Alors que la saison 1980 venait à peine de commencer, BMW fait part de son intention de rejoindre la compétition en Formule 1 cette fois-ci aux côtés de l'écurie Brabham. Bernie Ecclestone, le "big boss" de l'écurie de Formule 1 britannique, se tourne alors vers la marque à l'hélice pour fournir le nouveau moteur turbo de ses monoplaces d'autant plus que cette dernière, en partenariat avec BS Fabrications, avait produit bon nombre des M1 engagées en Procar. L'entrée de BMW était prévue pour la saison 1982 et les ingénieurs Motorsport travaillèrent dès lors à l'élaboration de cette nouvelle mécanique, aux dépens cependant du championnat Procar relégué au second plan dans leurs esprits. En 1983, une monoplace Brabham pilotée par Nelson Piquet sera même la première monoplace de l'histoire propulsée par un moteur turbo à remporter un Grand Prix sous la bannière tricolore M.



Bien que l'engagement en F1 de BMW ait sonné les dernières heures de la Formule Procar, les pilotes vétérans et sûrement grandement nostalgiques Hans-Joachim Stuck et Nelson Piquet s'engagèrent dans la mythique épreuve des 1 000 kilomètres de Nürburgring au volant d'une des deux M1 Groupe 4 produites par la marque dont la carrière fut aussi brève que son élaboration aura été longue. Ce n'est qu'a la fin de la saison 1980 que la M1 fut officiellement homologuée en Groupe 4, 400 exemplaires ayant finalement été livrés par la marque de Munich. Validée le 1er décembre 1980, la marque allait donc pouvoir s'engager dans le Championnat des Constructeurs dès l'année suivante.
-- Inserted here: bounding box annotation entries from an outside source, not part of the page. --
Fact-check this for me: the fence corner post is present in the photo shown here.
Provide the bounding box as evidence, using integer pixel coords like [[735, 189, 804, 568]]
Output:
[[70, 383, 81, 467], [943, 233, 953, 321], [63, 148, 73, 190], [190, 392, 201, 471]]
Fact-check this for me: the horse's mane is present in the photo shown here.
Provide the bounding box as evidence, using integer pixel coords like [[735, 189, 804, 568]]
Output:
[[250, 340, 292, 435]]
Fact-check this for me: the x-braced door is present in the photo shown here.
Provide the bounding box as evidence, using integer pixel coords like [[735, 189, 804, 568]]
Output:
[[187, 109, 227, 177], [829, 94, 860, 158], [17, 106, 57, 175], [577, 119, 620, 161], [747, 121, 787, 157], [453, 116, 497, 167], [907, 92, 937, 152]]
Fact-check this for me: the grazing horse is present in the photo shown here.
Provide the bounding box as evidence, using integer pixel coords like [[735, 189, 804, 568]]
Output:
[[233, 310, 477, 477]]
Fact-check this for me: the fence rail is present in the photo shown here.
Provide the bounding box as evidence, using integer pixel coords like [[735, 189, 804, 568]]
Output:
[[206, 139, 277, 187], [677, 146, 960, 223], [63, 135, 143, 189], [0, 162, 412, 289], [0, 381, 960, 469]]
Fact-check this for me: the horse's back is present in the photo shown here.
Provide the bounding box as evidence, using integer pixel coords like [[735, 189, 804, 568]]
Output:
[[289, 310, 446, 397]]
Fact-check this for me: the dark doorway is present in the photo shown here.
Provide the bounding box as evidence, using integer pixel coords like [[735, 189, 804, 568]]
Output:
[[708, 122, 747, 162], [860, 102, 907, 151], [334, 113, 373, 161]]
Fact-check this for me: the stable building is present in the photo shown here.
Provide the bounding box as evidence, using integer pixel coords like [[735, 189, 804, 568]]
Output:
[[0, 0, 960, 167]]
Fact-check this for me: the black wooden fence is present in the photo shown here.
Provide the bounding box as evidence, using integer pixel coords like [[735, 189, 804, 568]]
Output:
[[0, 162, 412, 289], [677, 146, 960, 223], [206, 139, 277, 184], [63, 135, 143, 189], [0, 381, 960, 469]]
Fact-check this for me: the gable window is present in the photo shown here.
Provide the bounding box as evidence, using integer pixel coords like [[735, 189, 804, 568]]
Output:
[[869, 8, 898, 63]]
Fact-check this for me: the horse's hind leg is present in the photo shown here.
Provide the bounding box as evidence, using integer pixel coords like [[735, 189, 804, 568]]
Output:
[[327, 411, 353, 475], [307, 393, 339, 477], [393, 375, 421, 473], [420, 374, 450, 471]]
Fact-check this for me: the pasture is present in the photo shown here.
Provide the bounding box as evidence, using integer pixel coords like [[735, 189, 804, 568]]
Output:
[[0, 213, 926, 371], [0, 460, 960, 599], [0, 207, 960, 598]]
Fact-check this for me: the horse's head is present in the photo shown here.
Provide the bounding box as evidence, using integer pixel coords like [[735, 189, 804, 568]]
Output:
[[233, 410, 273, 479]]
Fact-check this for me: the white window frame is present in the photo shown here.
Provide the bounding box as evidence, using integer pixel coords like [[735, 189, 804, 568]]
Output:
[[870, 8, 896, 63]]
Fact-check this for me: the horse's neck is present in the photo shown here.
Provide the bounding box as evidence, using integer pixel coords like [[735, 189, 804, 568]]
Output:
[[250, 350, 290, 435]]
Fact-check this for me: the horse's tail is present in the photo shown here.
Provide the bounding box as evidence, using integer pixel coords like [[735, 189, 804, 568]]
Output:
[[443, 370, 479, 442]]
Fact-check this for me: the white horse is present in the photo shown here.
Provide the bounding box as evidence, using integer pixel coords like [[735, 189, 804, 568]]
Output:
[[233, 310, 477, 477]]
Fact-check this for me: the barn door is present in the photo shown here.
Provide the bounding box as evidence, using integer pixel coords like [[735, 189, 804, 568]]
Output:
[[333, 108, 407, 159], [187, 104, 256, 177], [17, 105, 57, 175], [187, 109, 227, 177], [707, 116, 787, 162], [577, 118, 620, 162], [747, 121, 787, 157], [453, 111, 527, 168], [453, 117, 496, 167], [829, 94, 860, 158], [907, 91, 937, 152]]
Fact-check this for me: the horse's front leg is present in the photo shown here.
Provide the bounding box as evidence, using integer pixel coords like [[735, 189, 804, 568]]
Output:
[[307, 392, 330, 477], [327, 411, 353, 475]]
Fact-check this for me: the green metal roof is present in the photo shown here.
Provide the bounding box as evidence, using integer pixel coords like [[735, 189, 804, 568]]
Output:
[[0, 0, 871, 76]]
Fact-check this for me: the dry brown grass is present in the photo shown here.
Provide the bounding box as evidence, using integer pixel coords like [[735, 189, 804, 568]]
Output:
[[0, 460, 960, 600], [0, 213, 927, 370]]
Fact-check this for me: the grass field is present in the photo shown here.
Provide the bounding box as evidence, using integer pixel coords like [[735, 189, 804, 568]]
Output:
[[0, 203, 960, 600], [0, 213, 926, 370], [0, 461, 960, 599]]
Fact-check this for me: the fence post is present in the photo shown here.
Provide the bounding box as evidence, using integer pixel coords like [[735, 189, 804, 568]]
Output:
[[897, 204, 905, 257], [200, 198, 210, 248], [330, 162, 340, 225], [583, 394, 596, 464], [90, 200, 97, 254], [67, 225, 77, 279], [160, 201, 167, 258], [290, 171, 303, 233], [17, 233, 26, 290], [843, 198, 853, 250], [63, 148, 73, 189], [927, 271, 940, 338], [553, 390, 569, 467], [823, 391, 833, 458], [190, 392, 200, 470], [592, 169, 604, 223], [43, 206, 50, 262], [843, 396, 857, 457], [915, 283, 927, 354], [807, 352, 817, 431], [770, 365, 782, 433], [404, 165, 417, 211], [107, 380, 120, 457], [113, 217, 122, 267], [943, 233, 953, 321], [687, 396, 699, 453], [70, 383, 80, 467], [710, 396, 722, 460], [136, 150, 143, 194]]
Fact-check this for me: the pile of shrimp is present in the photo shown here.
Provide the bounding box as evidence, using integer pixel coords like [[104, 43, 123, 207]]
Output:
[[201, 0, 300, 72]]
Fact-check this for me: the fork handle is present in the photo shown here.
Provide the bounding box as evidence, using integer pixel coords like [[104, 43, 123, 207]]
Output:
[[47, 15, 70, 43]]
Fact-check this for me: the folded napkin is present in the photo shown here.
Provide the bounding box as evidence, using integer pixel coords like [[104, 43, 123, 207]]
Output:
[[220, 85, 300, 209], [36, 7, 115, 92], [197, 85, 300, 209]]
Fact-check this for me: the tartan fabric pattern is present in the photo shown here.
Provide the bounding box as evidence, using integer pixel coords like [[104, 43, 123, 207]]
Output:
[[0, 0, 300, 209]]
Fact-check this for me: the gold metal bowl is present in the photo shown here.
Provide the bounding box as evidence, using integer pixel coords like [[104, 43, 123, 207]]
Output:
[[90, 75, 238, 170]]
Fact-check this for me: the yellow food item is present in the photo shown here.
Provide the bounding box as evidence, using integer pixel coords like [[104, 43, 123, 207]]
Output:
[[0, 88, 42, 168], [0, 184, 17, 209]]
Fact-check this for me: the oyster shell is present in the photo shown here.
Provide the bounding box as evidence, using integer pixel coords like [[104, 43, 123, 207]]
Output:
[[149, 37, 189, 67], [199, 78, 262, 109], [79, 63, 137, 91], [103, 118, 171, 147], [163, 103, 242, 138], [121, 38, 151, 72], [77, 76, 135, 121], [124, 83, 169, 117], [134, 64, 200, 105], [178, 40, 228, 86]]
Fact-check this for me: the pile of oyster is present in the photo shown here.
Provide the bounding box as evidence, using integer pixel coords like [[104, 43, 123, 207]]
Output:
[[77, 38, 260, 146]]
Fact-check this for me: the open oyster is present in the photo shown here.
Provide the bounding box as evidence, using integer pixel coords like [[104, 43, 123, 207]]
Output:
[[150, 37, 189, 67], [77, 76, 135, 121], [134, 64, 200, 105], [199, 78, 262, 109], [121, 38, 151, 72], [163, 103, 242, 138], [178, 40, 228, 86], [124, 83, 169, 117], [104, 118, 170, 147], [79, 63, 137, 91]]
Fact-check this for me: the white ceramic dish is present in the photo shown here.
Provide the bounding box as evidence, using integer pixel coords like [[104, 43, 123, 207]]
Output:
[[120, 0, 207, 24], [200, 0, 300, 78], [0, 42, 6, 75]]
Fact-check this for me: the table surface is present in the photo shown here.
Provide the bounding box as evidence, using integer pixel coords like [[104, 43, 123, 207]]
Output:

Néanmoins, l'engagement récent et ponctué de succès de la marque en Formule 1 eut raison de ses ambitions dans le Championnat des Voitures de Grand Tourisme et après la construction de seulement 2 M1 Groupe 5, BMW jette officiellement l'éponge tandis que son département Motorsport se voit officiellement entièrement dédié à la Formule 1. Les M1 ayant couru en Procar seront revendues et trouveront une seconde vie en Championnat du Monde des Voitures de Tourisme tout comme au sein des manches de la Deutsche Rennsport Meisterschaft et des championnats Camel GT.



Contrariée, la carrière de la M1 ? Quoiqu'il en soit, force est de constater que cette dernière aura été semée d'embûches et que les difficultés rencontrées par la marque pour son homologation comme pour sa production l'auront poussé à céder aux chants de la Formule 1 et à délaisser par là-même ses ambitions en Groupe 4, laissant à quelques écuries privées le soin de perpétuer sa légende lors des manches des championnats de Grand Tourisme. Révolutionnaire, performante et incroyablement désirable sont les mots qui reviennent sur les bouches des amateurs du modèle aujourd'hui, ces mêmes mots qui s’échappèrent du brouhaha de la foule du Mondial de l'Automobile de Paris lors de sa présentation en 1978. Autant les ambitions de la marque étaient élevées lors de sa conception, autant sa carrière sportive aura été éclair, cantonnée à un unique championnat créé de toutes pièces afin de lui éviter un remisage prolongé dans les entrepôts de la marque. La légende reste néanmoins intacte, à peine écornée par certaines mauvaises langues transalpines, sa simple ligne laissant entrevoir les merveilles que celle-ci auraient pu faire si la marque avait eu les moyens de ses ambitions.